Check Point #3: Propulsion Drive Systems:
A. What Type of Drive is Best?
There are three basic types of drive systems to choose from, although most boats are designed and built for one specific system. A few sportboats offer outboard power. Outboards combine the engine and drive in one unit, and unless they're modifying the engine for racing most folks take the lower unit that comes with the motor and are happy with it. We're not talking raceboats here, so we'll move on....
Inboards, whether straight or V-drive, spin shafts and props, steer with a rudder, and the only real choice boaters have to make is the propeller. Choosing the correct prop is part engineering, part science and part voodoo, and best left to experts. Few sportboats run shafts and props, so we're not spending time on them here, either.
While a couple of builders offer sportboats powered by waterjets, most have sterndrives under their engine covers. A sterndrive combines an inboard engine with an external drive, similar to the lower unit of an outboard motor. The drives can be tipped-up to let the boat sneak into shallow water without risking the underwater gear; they create less drag than the shaft, prop and rudder on a conventional drive, and consequently produce higher speeds; and – a big advantage over shafts -- they can be trimmed in or out while underway, changing the running attitude of the boat.
B. How Many Props?
Each engine builder also builds drives to match, so when you choose an engine you're also choosing the drive, or at least the brand of drive. But all manufacturers build a selection of drives to fit their motors, the main differences being in the number of props per drive and the strength of the drive's internal parts – a drive married to a high-torque diesel, for example, has to have high-strength innards.
Single-engine sportboats often have either single-prop or dual-prop drives as options. If possible, we recommend dual-prop drives: They are more efficient; will usually make the boat go faster at top speed and enable it to cruise at lower rpms; and will let the boat track better, particularly at idle, because the counter-rotating props cancel out the effects of torque. These lower units are heavy-duty and cost more than standard single-prop drives.
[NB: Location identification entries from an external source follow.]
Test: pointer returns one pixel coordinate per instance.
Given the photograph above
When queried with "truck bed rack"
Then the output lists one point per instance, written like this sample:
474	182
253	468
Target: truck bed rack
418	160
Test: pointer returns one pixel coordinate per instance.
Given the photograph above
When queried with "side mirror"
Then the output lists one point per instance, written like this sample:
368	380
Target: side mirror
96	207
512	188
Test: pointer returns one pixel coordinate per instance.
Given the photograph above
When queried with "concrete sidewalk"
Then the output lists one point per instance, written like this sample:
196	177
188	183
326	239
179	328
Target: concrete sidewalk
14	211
In twin-engine installations, the drives are set to spin in opposite directions, which also counters torque steer. Dual-prop drives are less important here, although they are still more efficient. Be certain any twin-screw boat you buy has counter-rotating props – today, every one that's properly engineered will, but that wasn't always the case: As recently as the 1980s, twin sterndrive boats often had both props spinning in the same direction, which made steering a challenge. If you're shopping for an older sportboat to rehab, keep an eye open for this.
C. What Brand of Drive?
Most sterndrive boats are powered by either Volvo Penta or MerCruiser engine/drive packages. There are other drives on the market – Konrad builds heavy-duty drives primarily for racing applications, for example, and Yanmar builds a drive to match their diesels – but for the most part, you'll be choosing between Volvo Penta and MerCruiser. Both manufacturers produce excellent, reliable drives, so unless you have your heart set on one or the other, it's not really a problem. If the boat you like has a drive system of either brand, go with it and don't worry. If you have a choice, pick the brand with the nearest service center - eventually you'll need parts or service.
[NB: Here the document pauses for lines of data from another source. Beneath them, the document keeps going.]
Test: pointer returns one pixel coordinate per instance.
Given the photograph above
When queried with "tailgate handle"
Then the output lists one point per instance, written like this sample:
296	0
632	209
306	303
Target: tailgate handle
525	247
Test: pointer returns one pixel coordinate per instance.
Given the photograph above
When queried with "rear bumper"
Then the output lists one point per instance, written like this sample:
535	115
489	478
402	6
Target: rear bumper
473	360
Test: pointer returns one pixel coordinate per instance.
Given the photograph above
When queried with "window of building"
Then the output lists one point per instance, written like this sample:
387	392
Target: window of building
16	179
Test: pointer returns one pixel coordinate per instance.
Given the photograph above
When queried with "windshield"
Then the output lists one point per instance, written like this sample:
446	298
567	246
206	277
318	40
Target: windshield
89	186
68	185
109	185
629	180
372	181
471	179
In the early 1960s, when they still called sterndrives "inboard/outboards," OMC (Outboard Marine Corporation) was also a player. At that time builders of Evinrude and Johnson outboards, OMC used a different basic design than Volvo and MerCruiser, one that proved not as reliable or popular. In the early 1990s OMC created the Cobra sterndrive to compete once again with the Big Two, but without success. By the mid-90s the Cobra drive was gone.
However, if you're shopping for a classic sportboat to rehab, you might run across one with OMC power. Parts are still available for these engines and drives, but unless you're a stickler for authenticity, we recommend repowering with Volvo or MerCruiser. You'll have a more reliable package.
D. Is a Joystick Necessary?
Joysticks are all the rage today, linked to sterndrives or pods; to read the magazines, you'd think nobody could handle a boat without one. But while large sportboats powered by twin engines can also be equipped with joystick software, it's an expensive option (but for many people a compelling one).
Some larger sportboats also have a bow thruster option. A thruster combined with conventional sterndrives, either single or twins, makes a nice-handling package at much less cost than joystick control.
In a nutshell, here's our advice: Choose whichever engine fits your sportboat needs without sweating over the drive. The major sterndrive engine builders all produce excellent drives.
Follow the manufacturer's advice for matching drives to engines; they know what works with what, and since they have to honor the warranty will ensure the two parts play nicely together. Don't try to second-guess their engineers by demanding a combination not on the options list.
Choose a dual-prop drive if possible. You'll get better performance and handling from idle through top speed. It's even more important in single-screw applications.